Moi et des gens, on est sortis du Frog & Bull et on est allés s’asseoir dehors sur des marches de pierres. J’ai demandé une cigarette à Emma, elle me l’a roulée, j’ai dit merci. Je me suis mis à la fumer, j’ai senti l’effet dans tout mon corps. Je suis pas un fumeur. Je regardais presque tout le temps en l’air, pour voir la fumée qui sortait de ma bouche. C’est bon, y’avait un petit souffle.
Et là mon téléphone s’est mis à vibrer sur ma cuisse. J’ai répondu, toujours assis sur la pierre froide. «Allo…
– Salut mon poussin!
– Ah, salut maman. Tu vas bien?
– Je viens de sortir de l’avion, moi et Claude on s’est loué un petit hôtel à Montréal.»

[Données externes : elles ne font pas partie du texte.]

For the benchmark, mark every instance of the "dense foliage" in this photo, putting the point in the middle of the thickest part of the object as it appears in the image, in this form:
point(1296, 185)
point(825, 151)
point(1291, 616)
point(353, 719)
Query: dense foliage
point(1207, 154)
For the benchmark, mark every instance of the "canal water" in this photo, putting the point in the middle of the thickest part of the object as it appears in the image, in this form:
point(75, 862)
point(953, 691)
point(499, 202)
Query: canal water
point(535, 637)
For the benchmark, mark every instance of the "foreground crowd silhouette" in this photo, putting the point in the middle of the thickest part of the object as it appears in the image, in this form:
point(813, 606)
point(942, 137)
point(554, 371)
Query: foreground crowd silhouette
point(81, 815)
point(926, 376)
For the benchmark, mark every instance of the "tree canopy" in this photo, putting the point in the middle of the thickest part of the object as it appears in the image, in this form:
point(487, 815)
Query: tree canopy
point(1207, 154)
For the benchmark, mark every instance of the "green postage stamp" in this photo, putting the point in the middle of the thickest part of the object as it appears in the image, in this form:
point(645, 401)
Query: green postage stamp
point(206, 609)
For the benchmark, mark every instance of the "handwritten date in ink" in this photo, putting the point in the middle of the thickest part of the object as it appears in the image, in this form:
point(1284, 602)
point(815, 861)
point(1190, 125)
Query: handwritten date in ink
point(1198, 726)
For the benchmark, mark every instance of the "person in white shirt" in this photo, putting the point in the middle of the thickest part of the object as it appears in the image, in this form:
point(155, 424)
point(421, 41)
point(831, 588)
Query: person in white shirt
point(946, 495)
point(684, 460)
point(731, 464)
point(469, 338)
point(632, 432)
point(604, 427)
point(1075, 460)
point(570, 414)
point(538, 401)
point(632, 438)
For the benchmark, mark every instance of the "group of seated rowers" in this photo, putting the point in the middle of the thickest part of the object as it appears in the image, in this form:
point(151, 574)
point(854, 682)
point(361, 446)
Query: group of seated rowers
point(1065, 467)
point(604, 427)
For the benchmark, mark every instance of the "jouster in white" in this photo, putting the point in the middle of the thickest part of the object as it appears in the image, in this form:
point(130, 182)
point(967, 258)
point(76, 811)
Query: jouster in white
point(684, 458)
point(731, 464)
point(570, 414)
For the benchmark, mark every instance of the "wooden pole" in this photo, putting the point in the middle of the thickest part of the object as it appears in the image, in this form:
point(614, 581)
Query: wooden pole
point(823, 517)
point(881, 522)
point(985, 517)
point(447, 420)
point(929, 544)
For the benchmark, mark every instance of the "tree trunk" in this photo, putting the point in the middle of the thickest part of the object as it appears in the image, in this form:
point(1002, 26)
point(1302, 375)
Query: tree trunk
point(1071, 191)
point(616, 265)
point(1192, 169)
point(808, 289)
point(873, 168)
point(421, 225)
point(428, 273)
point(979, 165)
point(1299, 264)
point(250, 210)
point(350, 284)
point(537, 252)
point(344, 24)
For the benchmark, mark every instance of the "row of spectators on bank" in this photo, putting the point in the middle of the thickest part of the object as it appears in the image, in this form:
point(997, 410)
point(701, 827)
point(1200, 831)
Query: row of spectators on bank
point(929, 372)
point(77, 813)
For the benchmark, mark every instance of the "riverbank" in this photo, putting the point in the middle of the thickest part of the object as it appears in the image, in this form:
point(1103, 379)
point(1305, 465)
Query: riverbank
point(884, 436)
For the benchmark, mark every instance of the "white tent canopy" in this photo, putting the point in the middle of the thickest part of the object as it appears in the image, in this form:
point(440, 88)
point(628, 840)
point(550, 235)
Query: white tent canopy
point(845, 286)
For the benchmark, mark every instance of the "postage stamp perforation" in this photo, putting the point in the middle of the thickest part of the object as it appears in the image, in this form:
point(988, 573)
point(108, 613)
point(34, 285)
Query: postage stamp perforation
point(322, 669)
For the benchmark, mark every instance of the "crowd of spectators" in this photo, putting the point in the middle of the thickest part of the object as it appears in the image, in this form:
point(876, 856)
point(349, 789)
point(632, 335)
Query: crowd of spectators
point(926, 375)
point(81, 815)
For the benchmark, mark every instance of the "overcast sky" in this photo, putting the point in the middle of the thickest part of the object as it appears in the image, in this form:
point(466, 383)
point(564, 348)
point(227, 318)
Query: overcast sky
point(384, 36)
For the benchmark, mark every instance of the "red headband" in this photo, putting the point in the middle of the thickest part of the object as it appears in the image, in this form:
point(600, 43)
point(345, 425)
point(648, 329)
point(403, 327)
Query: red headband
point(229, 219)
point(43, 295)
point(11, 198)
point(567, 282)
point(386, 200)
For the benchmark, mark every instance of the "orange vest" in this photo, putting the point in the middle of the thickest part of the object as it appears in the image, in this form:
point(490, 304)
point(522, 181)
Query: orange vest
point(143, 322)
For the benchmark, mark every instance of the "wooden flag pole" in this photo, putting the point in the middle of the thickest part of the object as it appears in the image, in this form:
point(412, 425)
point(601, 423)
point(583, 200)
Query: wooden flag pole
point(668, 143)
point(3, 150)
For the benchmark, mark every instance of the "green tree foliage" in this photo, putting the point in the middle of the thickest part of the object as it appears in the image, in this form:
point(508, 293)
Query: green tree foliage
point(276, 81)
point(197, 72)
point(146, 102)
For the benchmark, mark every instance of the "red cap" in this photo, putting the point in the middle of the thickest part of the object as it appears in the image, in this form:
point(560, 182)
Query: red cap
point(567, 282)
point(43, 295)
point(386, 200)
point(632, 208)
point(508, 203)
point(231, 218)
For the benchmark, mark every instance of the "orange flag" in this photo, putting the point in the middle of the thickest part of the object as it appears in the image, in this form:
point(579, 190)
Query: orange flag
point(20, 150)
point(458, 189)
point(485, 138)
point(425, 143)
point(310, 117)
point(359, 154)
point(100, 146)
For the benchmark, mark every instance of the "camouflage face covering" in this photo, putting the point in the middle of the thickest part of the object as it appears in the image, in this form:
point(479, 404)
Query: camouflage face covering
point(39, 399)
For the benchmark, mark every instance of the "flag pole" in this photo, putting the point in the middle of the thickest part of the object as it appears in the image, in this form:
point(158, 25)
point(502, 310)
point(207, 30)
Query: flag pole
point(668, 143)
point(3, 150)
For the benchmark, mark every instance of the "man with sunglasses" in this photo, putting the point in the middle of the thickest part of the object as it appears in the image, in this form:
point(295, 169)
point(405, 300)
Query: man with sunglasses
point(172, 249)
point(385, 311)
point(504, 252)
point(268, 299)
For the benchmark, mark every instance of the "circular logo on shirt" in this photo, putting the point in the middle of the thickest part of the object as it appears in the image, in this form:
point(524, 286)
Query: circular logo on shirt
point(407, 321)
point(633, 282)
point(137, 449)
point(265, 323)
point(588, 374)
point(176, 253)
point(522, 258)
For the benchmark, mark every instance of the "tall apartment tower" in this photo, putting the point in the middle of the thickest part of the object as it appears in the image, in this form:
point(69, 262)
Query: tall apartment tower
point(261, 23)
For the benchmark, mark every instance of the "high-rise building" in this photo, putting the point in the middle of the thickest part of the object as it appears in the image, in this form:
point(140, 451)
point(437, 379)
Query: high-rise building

J’étais heureux d’entendre sa voix. Elle avait l’air bien, alors ça m’a presque fait sourire pour vrai. «D’accord. Content que tu sois bien arrivée.
– J’entends des gens rire derrière toi, t’es où?
– Je suis à une fête. Hey, je fume une cigarette. C’est bizarre, depuis que je suis ici je fume quand je bois avec des gens. Mais t’en fais pas pour moi…
– … ok, il faut que je te laisse, au revoir mon beau garçon!..»
Je me suis mis à chercher mes mots. Mes yeux faisaient les fous autour de moi. Des tremblements de ma bouche, et les dents comme des porcelaines échappées par terre. «Bye maman, je t’aime…»
Elle avait déjà raccroché. Je me suis levé avec mon petit reste de cigarette, j’ai marché vers le tram B avec les autres. Je me suis rendu compte que j’avais laissé mon manteau au bar, mais j’avais pas vraiment froid. J’irai le récupérer un jour où je me sentirai courageux. Pas aujourd’hui.
Les autres sont partis de leur bord, moi je me suis assis dans le tram. Ma tête s’est collée sur la vitre et j’ai senti une goutte qui coulait sur ma joue. Maman, dis-moi que je suis pas juste une autre merde dans ce monde merdique. Maman dis-moi que je vaux quelque chose. Maman dis-moi que tu me vois quand j’appelle à l’aide. Maman! MAMAN DIS-MOI QUE TU M’AIMES AU MOINS UN PEU!.. MAMAN! MAMAN SOUFFLE SUR MES PETITES LARMES DE RIEN DU TOUT!.. LAISSE TOUT TOMBER VIENS ME VOIR PREND MOI DANS TES GRANDS BRAS D’INFINI PREND MA TÊTE DANS TES MAINS FAIS-MOI TOURNER JUSQU’À ENTRER EN PLEIN DANS TON CŒUR DANS LA PREUVE DE TOI ET MOI!!! Une autre goutte a glissé sur mon visage. Puis une autre. Je sentais mon visage qui voulait imploser au centre de mon crâne.
La bouteille remonte vers ma bouche, je prends quelques gorgées. Mes mains tremblent, j’ai du mal à écrire sur mon petit clavier. Maintenant il fait presque tout à fait noir dehors. J’ai pas le moral. Je souris toujours pas. Je suis un peu fatigué d’avoir les joues mouillées et de boire du vin dégueulasse.